The algorithm I tested

  1. Use an UpdateAttribute processor to add an attribute priority to each flowfile, based on the publication_date.
  2. These updated flowfiles are redirected to a PriorityAttributePrioritizer queue.
  3. The flowfiles stay in this queue because there is only one consuming processor, which is cron driven. By this way, I am sure that the flowfiles in the queue are ordered according to the publication_date.
  4. Then the CRON trigger the next processor, a DetectDuplicate based on the product_code attribute. As the flowfiles are processed from the most recent item to the oldest one, I am sure that when a product_code is detected as duplicate, it is because the same product_code was already OK with a more recent publication_date.

The issue

Sadly, when the cron triggers the DetectDuplicate processor, only one message is consumed, and the others stay in the queue.

If I change the "Scheduling strategy" to "Timer driven" with a "Run schedule" of 0, all my flowfiles are consumed and the output is what is expected.

Is there a way to ask my DetectDuplicate processor to consume all the messages in the queue when it starts to work (and not only one message)?

Or is there a way to set up a scheduling strategy like "Start to work at 2:00 AM and stop at 4:00 AM" ?

Do you think of better strategies to meet the need ?

Regards,

Val.


Update 1

(2018-04-13) More information, in addition to Bryan Bende's comments.

I know CRON is not the best solution, but I do not know how to improve my algorithm to get rid of it.

In my case, the flowFiles that are queued to be deduplicated are generated via a sequence of 3 REST calls:

  • 1st call to "GetAllCategories",
  • then for each category, call the "GetSubCategories",
  • and for each subCategory, call the "GetProducts".

This flowFiles generation part lasts generally around 5 minutes: last night the first flowFile arrived in the queue at 2:00:16 AM and the last one at 2:04:58 AM. (That's why I scheduled the DetectDuplicate to run at 3:00 AM.)

If my DetectDuplicate processor would be "Timer driven" scheduled, the first flowFiles arriving in the queue would be consumed by the processor, before all the flowFiles to be there.

And this would break the ordering of the full set of flowFiles.

I feel like I have to wait all the flowfiles to be in the queue before the DetectDuplicate processor starts working.

Do you have potential suggestions to improve my algorithm?

2

2 Answers

4
votes

You should generally use CRON scheduling for the source processor that starts the flow and then all other processors should be Timer Driven with Run Schedule of 0.

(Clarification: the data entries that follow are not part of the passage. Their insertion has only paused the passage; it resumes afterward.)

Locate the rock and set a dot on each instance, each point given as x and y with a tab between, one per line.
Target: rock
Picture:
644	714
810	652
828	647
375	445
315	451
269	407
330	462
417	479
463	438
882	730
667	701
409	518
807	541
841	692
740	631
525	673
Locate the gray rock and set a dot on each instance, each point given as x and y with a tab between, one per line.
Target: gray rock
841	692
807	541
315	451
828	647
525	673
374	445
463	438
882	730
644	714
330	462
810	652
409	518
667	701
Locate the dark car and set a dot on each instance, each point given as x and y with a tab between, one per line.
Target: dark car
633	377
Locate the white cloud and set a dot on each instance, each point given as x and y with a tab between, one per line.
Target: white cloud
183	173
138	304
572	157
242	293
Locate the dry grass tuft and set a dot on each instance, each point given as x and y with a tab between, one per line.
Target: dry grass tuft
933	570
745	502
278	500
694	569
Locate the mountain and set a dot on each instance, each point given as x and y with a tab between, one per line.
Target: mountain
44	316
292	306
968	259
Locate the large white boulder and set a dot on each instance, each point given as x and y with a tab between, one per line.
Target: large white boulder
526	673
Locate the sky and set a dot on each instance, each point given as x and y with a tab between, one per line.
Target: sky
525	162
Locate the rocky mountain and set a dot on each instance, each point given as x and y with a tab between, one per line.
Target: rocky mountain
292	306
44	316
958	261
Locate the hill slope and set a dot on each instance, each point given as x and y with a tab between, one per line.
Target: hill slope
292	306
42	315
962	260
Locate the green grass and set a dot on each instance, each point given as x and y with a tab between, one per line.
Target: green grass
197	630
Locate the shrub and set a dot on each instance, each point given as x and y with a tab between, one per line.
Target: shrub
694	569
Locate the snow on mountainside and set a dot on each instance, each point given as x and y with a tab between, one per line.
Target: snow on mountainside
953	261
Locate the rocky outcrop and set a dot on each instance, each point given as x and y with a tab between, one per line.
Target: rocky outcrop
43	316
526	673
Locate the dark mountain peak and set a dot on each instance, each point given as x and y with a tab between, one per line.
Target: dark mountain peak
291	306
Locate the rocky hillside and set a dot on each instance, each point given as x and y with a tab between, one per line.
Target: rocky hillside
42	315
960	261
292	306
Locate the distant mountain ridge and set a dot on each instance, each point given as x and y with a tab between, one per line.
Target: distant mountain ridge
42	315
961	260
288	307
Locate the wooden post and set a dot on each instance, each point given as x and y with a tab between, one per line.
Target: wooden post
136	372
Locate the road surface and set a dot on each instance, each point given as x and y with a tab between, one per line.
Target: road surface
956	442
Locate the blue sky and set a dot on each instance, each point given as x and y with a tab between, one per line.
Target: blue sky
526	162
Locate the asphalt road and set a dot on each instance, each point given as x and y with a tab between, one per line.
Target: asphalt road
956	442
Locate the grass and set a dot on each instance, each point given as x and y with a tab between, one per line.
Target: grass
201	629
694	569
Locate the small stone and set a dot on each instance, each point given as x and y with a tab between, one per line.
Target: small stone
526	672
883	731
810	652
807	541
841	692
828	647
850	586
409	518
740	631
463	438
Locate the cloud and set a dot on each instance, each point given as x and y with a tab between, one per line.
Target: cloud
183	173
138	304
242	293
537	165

For example, if you pick up files from a directory every day at 2:00 AM, then GetFile should be scheduled with a CRON expression to start the flow at 2:00 AM, but nothing beyond that needs CRON scheduling because they will never receive data unless GetFile runs.

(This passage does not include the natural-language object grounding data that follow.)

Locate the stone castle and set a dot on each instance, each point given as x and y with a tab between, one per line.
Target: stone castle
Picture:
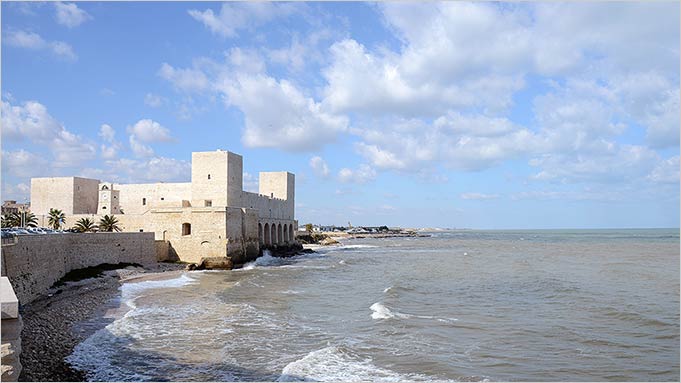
211	216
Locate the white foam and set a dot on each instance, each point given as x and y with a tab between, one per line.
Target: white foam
265	260
131	290
336	364
382	312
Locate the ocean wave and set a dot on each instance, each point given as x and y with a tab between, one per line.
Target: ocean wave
337	364
380	311
131	290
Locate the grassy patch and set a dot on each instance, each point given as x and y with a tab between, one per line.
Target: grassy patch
91	272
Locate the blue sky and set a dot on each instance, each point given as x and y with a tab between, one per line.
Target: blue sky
477	115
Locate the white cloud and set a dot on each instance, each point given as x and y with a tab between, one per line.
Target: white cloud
107	133
32	40
31	121
70	15
22	163
361	175
154	100
319	166
479	196
666	171
147	130
154	169
139	149
188	80
279	115
235	16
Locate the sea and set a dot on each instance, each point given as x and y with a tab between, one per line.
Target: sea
462	305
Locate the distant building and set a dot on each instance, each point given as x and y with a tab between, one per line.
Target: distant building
11	206
211	216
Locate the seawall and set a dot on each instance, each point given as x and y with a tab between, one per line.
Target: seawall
33	263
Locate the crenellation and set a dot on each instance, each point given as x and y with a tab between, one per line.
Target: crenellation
177	212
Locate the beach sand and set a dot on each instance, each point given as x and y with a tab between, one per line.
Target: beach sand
49	334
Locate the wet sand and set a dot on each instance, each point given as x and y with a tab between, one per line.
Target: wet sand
49	333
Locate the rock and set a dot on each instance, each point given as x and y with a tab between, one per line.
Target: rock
215	263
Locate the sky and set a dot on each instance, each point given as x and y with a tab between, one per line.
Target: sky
454	114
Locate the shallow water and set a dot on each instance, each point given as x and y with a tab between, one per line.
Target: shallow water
597	305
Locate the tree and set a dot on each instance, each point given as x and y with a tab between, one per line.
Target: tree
84	225
29	219
9	220
109	223
23	219
56	218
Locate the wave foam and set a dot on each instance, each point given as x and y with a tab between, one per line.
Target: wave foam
336	364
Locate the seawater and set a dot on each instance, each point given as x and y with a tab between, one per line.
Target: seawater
600	305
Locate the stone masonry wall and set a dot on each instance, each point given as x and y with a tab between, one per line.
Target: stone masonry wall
35	262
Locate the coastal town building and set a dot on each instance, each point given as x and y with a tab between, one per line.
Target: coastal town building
11	206
211	216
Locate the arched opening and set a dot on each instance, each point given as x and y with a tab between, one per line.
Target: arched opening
268	238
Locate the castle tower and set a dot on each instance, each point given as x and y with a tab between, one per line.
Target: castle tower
108	202
280	185
217	178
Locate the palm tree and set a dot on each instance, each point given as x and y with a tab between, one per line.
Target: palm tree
9	220
56	218
84	225
109	223
23	219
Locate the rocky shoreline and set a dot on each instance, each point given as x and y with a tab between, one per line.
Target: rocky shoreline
49	336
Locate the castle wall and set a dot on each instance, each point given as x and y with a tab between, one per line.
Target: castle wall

In the case where you want a processor to wait to execute until all flow files are available, you may be able to use the Wait/Notify processors, such that all the flow files build up in front of a Wait processor before being released to the DetectDuplicate processor.

1
votes

The reason why only one message gets consumed is when you have the CRON scheduling enabled in all the processors - source and consuming/dowstream processors, it executes like this:

Ex: You have set up a CRON schedule in all processors to run on every day 2 PM, so during the trigger it will consume one flowfile from its upstream processor ex: GetFile at 2PM and the rest of the flowfiles will be on the queue and the next flowfile will only be consumed on the next day at 2PM and so on. And this applies to the further downstream processors, meaning, they will also consume only flowfile at a time at everyday 2 PM which is essentially a disaster in the making. Who wants the processing to be in snail's pace?

That's why you have to follow the approach @Bryan had mentioned. The flow pipeline should only have its source processor as CRON driven, the rest of the processors should be Timer driven with a run schedule of your wish, but generally 0 sec is used to consume the flowfile as it comes.